I have a pretty plain vanilla implementation of concurrent.futures.ProcessPoolExecutor
-- something like (using Python 3.6):
files = get_files()
processor = get_processor_instance()
with concurrent.futures.ProcessPoolExecutor() as executor:
list(executor.map(processor.process, files))
While the processor
is an instance of any of a number of available processor classes, they all share the process
method, which looks roughly like this:
def process(self, file):
log.debug(f"Processing source file {file.name}.")
with DBConnection(self.db_url) as session:
file = session.merge(file)
session.refresh(file)
self._set_file(file)
timer = perf_counter()
try:
self.records = self._get_records()
self._save_output()
except Exception as ex:
log.warning(f"Failed to process source file {file.ORIGINAL_NAME}: {ex}")
self.error_time = time.time()
self.records = None
else:
process_duration = perf_counter() - timer
log.info(f'File {file.name} processed in {process_duration:.6f} seconds.')
file.process_duration = process_duration
session.commit()
Implementation of the _get_records
and _save_output
methods vary per class, but my problem is with handling of errors. I'm deliberately testing it so that one of those two methods runs out of memory, but I would expect the except
block above to catch it and move the the next file -- and this is precisely what happens when I run the code in a single process.
If I use ProcessPoolExecutor
as described above, it raises the BrokenProcessPool
exception and kills all execution:
Traceback (most recent call last):
File "/vagrant/myapp/myapp.py", line 94, in _process
list(executor.map(processor.process, files))
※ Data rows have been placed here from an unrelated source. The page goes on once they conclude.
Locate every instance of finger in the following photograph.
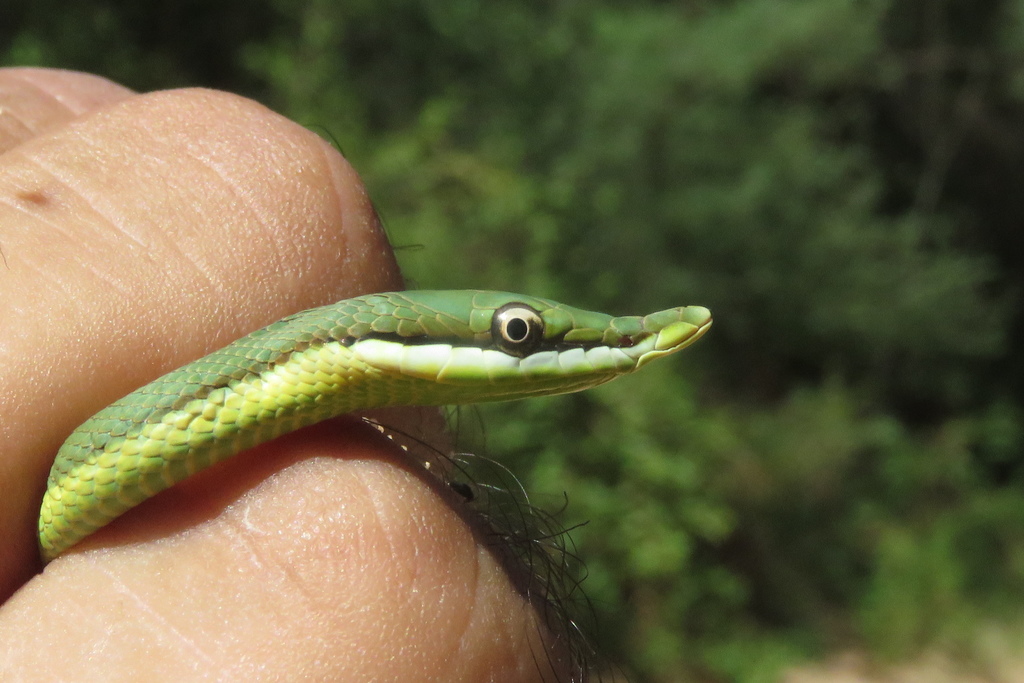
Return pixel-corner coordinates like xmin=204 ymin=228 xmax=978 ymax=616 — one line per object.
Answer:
xmin=0 ymin=85 xmax=399 ymax=595
xmin=0 ymin=423 xmax=568 ymax=682
xmin=0 ymin=68 xmax=132 ymax=154
xmin=0 ymin=82 xmax=577 ymax=680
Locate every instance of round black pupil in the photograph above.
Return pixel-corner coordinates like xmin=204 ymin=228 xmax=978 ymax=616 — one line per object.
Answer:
xmin=505 ymin=317 xmax=529 ymax=342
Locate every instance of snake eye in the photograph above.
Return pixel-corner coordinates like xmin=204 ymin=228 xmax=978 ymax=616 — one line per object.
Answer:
xmin=490 ymin=303 xmax=544 ymax=356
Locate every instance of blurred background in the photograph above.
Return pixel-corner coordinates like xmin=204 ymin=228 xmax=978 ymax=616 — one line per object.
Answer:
xmin=0 ymin=0 xmax=1024 ymax=683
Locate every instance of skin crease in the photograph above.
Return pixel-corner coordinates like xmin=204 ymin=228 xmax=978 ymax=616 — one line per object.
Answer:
xmin=0 ymin=69 xmax=566 ymax=681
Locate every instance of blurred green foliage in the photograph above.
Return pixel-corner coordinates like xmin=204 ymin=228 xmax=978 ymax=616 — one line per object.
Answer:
xmin=0 ymin=0 xmax=1024 ymax=682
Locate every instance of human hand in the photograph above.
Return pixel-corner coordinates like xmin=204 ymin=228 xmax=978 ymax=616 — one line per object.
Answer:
xmin=0 ymin=69 xmax=564 ymax=681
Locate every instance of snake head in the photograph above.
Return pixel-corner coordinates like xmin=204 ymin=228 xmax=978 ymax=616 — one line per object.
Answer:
xmin=351 ymin=291 xmax=712 ymax=403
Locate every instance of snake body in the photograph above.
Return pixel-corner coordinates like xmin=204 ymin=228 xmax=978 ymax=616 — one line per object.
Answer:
xmin=39 ymin=291 xmax=712 ymax=562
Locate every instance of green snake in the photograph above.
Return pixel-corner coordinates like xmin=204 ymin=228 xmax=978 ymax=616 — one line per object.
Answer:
xmin=39 ymin=290 xmax=712 ymax=562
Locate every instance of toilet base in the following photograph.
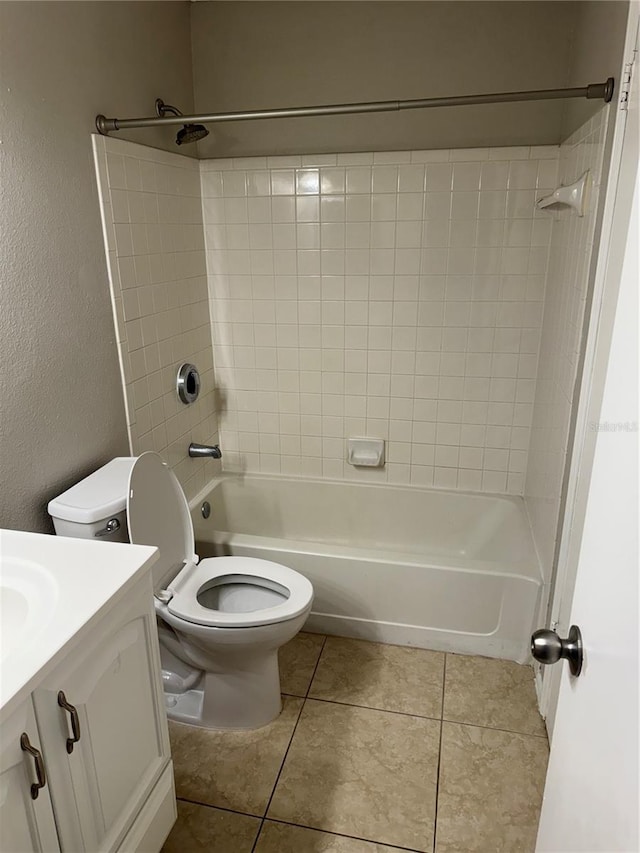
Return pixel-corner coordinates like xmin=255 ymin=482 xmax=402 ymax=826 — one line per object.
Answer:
xmin=165 ymin=650 xmax=282 ymax=731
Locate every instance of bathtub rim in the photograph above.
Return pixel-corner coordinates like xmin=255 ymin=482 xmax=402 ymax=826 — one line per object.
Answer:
xmin=189 ymin=471 xmax=544 ymax=586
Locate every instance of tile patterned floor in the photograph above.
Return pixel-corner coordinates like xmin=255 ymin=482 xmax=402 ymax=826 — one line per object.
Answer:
xmin=163 ymin=634 xmax=548 ymax=853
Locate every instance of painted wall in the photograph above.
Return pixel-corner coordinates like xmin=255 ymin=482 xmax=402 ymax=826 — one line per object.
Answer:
xmin=200 ymin=146 xmax=558 ymax=494
xmin=562 ymin=0 xmax=629 ymax=136
xmin=94 ymin=135 xmax=221 ymax=499
xmin=192 ymin=2 xmax=576 ymax=157
xmin=0 ymin=2 xmax=192 ymax=531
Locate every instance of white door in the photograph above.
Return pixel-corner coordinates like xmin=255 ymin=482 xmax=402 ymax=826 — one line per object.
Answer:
xmin=536 ymin=16 xmax=640 ymax=853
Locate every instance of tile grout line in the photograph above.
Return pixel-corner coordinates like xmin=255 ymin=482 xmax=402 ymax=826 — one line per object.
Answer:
xmin=283 ymin=693 xmax=547 ymax=740
xmin=433 ymin=652 xmax=447 ymax=853
xmin=176 ymin=797 xmax=261 ymax=820
xmin=176 ymin=796 xmax=420 ymax=853
xmin=251 ymin=634 xmax=327 ymax=853
xmin=265 ymin=817 xmax=428 ymax=853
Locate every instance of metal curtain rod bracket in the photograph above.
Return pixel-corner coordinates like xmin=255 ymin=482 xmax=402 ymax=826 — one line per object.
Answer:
xmin=96 ymin=77 xmax=614 ymax=134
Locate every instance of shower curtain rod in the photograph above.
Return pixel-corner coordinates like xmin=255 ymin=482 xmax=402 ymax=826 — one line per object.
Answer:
xmin=96 ymin=77 xmax=614 ymax=134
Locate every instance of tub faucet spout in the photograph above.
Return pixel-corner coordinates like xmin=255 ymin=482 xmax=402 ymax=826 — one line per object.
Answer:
xmin=189 ymin=441 xmax=222 ymax=459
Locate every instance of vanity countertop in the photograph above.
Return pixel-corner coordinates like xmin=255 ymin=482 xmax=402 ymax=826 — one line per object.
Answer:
xmin=0 ymin=530 xmax=158 ymax=720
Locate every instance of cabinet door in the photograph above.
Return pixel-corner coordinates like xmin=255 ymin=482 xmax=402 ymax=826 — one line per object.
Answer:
xmin=34 ymin=579 xmax=170 ymax=853
xmin=0 ymin=698 xmax=60 ymax=853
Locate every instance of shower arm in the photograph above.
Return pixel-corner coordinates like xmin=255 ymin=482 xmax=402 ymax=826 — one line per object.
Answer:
xmin=96 ymin=77 xmax=614 ymax=134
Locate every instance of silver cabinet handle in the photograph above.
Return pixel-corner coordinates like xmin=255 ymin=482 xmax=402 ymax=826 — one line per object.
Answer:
xmin=93 ymin=518 xmax=120 ymax=537
xmin=58 ymin=690 xmax=80 ymax=755
xmin=531 ymin=625 xmax=583 ymax=676
xmin=20 ymin=732 xmax=47 ymax=800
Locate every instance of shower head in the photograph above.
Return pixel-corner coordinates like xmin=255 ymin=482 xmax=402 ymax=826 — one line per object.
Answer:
xmin=176 ymin=124 xmax=209 ymax=145
xmin=156 ymin=98 xmax=209 ymax=145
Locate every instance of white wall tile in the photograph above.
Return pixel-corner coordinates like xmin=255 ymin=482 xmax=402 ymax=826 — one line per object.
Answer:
xmin=524 ymin=106 xmax=610 ymax=580
xmin=199 ymin=147 xmax=557 ymax=493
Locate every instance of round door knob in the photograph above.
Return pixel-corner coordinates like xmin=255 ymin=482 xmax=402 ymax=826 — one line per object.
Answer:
xmin=531 ymin=625 xmax=583 ymax=675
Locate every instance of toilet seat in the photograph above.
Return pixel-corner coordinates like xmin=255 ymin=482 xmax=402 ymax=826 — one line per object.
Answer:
xmin=127 ymin=451 xmax=313 ymax=628
xmin=167 ymin=557 xmax=313 ymax=628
File "/home/ubuntu/.pyenv/versions/3.6.3/lib/python3.6/concurrent/futures/process.py", line 366, in _chain_from_iterable_of_lists
for element in iterable:
File "/home/ubuntu/.pyenv/versions/3.6.3/lib/python3.6/concurrent/futures/_base.py", line 586, in result_iterator
yield fs.pop().result()
File "/home/ubuntu/.pyenv/versions/3.6.3/lib/python3.6/concurrent/futures/_base.py", line 432, in result
return self.__get_result()
File "/home/ubuntu/.pyenv/versions/3.6.3/lib/python3.6/concurrent/futures/_base.py", line 384, in __get_result
raise self._exception
concurrent.futures.process.BrokenProcessPool: A process in the process pool was terminated abruptly while the future was running or pending.
I can of course catch the BrokenProcessPool
in the calling code, but I'd prefer to handle the error internally and proceed to the next file.
I also tried using the standard multiprocessing.Pool
object, like this:
with multiprocessing.Pool() as pool:
pool.map(processor.process, files)
In this case, the behaviour is even weirder: after starting to process the first two files, which raise the out of memory error, it moves on to processing the later files, which are smaller so get processed completely. However, the except
block apparently never gets triggered (no log messages, no error_time
), and the application just hangs, neither finishing nor doing anything, until killed manually.
I was hoping that the try..except
block would make each process self-contained, handling its own errors without affecting the main application. Any ideas how to achieve that?